Excerpts from the book "Past, Present And Future of the City of Allentown" published under the Auspices of the "Board Of Trade" in 1886. The book is housed at 'Columbia University's School of Business NY, NY.
Drawing some parallels from historyIn Chapter 1, on the very first page, I found it interesting to note that in 1886, "All new industries are exempted from taxation for ten years." About all I can say the more things change, the more the stay the same. Today's city planners aren't doing anything more orginal then what Allentown was doing 125 years ago. Not exactly cutting edge is it?

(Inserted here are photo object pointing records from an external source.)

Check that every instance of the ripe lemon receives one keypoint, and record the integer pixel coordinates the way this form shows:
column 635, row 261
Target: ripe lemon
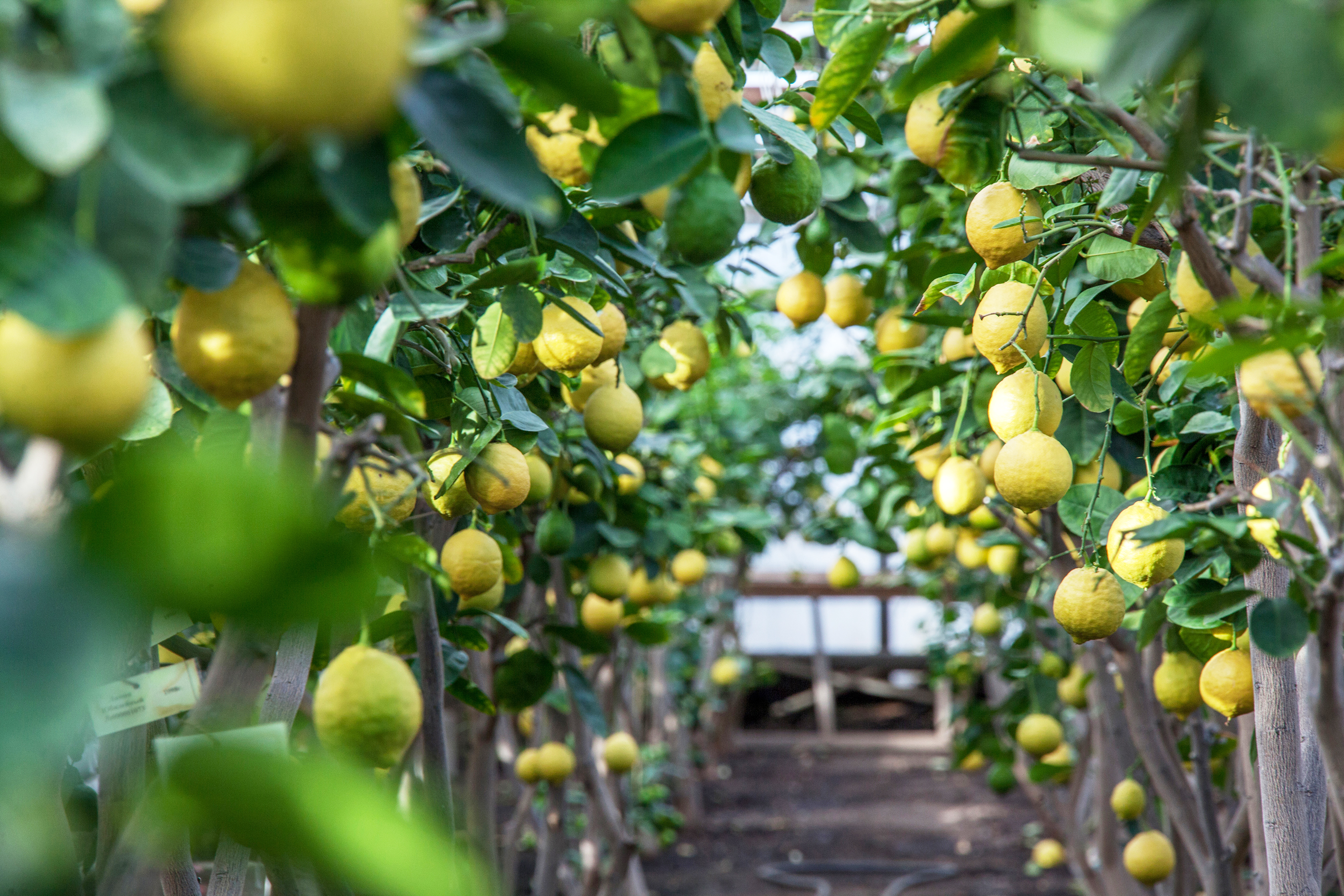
column 559, row 155
column 600, row 614
column 786, row 194
column 959, row 487
column 1033, row 472
column 1226, row 683
column 613, row 417
column 846, row 302
column 928, row 127
column 1150, row 858
column 630, row 481
column 802, row 299
column 680, row 17
column 1142, row 565
column 994, row 205
column 292, row 66
column 237, row 342
column 686, row 343
column 394, row 492
column 474, row 562
column 714, row 82
column 554, row 762
column 620, row 753
column 612, row 320
column 688, row 566
column 1039, row 734
column 1274, row 379
column 82, row 391
column 367, row 707
column 1128, row 800
column 565, row 344
column 456, row 500
column 1177, row 684
column 997, row 319
column 1089, row 605
column 1003, row 559
column 986, row 621
column 499, row 479
column 1047, row 853
column 844, row 574
column 896, row 334
column 1013, row 405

Difference is, Allentown wasn't cutting NIZ checks to them !
Chapter 2 began with addressing urban sprawl. Course they were seeking farms back then rather then McMansions. "Every human tide, since the first human wave, began flowing westward, has followed the course of streams in search of fertile acres."

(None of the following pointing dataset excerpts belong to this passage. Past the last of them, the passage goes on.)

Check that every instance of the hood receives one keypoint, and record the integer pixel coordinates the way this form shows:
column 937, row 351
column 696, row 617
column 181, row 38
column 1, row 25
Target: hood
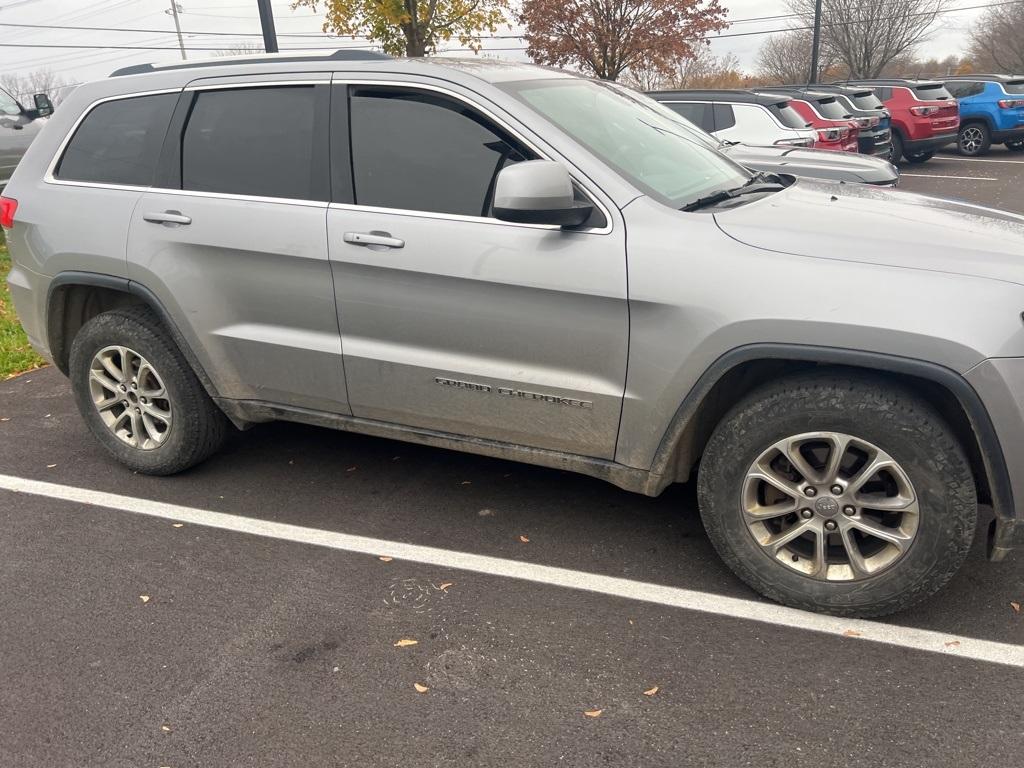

Originally in 1761 James Allen (son of William Allen) laid out plans for the town, "He laid it out from Fourth to Tenth streets, but concentrated nearly all his architectural efforts around the present Lehigh Street."
Chapter 3 discusses, amongst other things, the naming of the streets. "Hamilton Street was called after Governor Andrew Hamilton whose daughter you will remember, was James Allen's mother."
"The road from Easton to Reading.. Union and Jackson streets"
"The other ran from Bake-Oven Knob out through the present Seventh street past Helfrich's Springs." The rest of the chapter describes the calamities that befell Allentown, devastating fires and floods around 1848. The fires woke Allentown up for a need for a fire department as contributions poured in from as far a way as New Orleans to help Allentown rebuild.
Chapter 4 Begins by talking about Allentown's 'inns" (bars).. "the father crowding in a tavern in every nook and corner where one would fit. Indeed , in the morning of our civic existence tavern-keeping was the chief local industry.... six taverns of the early village with it's 350 inhabitants in 1776..."
The book spoke nothing of 'nuisance bars'. :-)
~~ At this point I'm going to just skip a whole lot ~~.
The first store traded in "miscellaneous wares" in 1794. By trade, I mean "trade". "It wasn't considered the correct thing to pay cash... The transaction usually was a ridged exchange."
The first Mayor of Allentown was elected May 1, 1867, a Republican candidate Samuel McHose. Chapter 6 goes into detail describing each of the first several Mayors.
Chapter 8 goes into length discussing the ethic makeup of Allentown in the 1800's.
"Prior to 1802 we used to be obliged to journey to Bethlehem for our mail." It turns out an enterprising tavern owner saw an opportunity. People would then come to his tavern (bar) to pick up their mail
It can be argued that Allentown's first newspaper was the "Unabhaengiger Republikaner" ("Adjudicator Republican") published July 1810. Chapter 14 details Allentown numerous early press journalists and other papers.
Chapter 16 says The city of Allentown owed on it's debt $385,990.04 on Jan. 1, 1886. In 1886 Lehigh County was 100% debt free. Allentown's tax rates on homes was 6.5 mills. Today Allentown's is 50.38 on the land your house sits on and 10.72 mills on your house.
The richest ward in 1886 was the 5th ward and the poorest was the 8th ward. Kind of like a flip flop over what it is today.
Today's 5th ward is around the 6th street area between Hamilton and Liberty streets. Today's 8th ward is one of the biggest. It's in the area to the West of Mauch Chunk Road to 17th street. Downward past Highland Cemetery to Gordon Street. Then East to 7th Street bordered by Sumner Ave.
Rent was about $7.50 a month for a two story 5 room house. Most residents paid rent no higher then $18 a month.The homes themselves were worth between $2,000 and $4,000.
The Allentown Bank came into existence on August 27, 1855. It had $100,000 of capital on hand. By 1886 it had $500,000 with a contingency fund of $100,000. The 'Lehigh Valley Trust And Safe Deposit Company' opened for business on Sept. 20, 1886. It started out with a capital of $250,000.
It was from that point forward, because of these banks, that Allentown headed into it's glory years of manufacturing. This was a departure from depending entirely on farming and mining up until that time.
Chapter 14 begins the many manufacturing companies that followed after 1855 (establishment of the Allentown Bank) till Chapter 56 (the end of the book ). It extensively names them with a great many details up until 1886 (the date of the book's publication).
(The book itself was published by the "Daily Chronicle And News", 638 Hamilton Street.